Dans ce contexte comment les résultats, à quelques nuances près, auraient-ils pu être différents ? Certes, il reste des efforts à accomplir et des habitudes à prendre de la part de tous les courants politiques du pays dans la maîtrise des pratiques pluralistes mais, devant les défis énormes que ce pays doit surmonter, ne soyons pas trop expéditifs voire arrogants dans la critique systématique. Ayons en tête, que ce pays comparé aux autres qui ont vécu les mêmes difficultés que lui, dans la même aire géopolitique, au moment de leurs indépendances, s’en tire avec plus de résultats positifs dans tous les domaines.
 
2011 continuera d’être riche en événements pour le Kazakhstan qui célèbre fièrement cette année le 20ème anniversaire de son indépendance. Il va présider l’Organisation de la Conférence islamique et organiser le IVème Forum économique d’Astana, la capitale du pays qui présente aussi sa candidature pour accueillir l’Expo-2017 sur le thème de « l’Energie du futur ».

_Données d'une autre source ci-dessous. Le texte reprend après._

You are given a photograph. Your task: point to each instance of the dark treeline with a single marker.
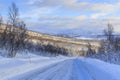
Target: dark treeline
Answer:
(49, 49)
(14, 38)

Restons persuadés que la France, liée au Kazakhstan par un traité de partenariat stratégique depuis 2008, sans compter l’Europe en direction de laquelle le président Noursoultan Nazarbayev à initié le programme intitulé « La voie vers l’Europe », peuvent compter sur un pays d’Asie centrale ouvert sur notre monde et attiré par leur exemple.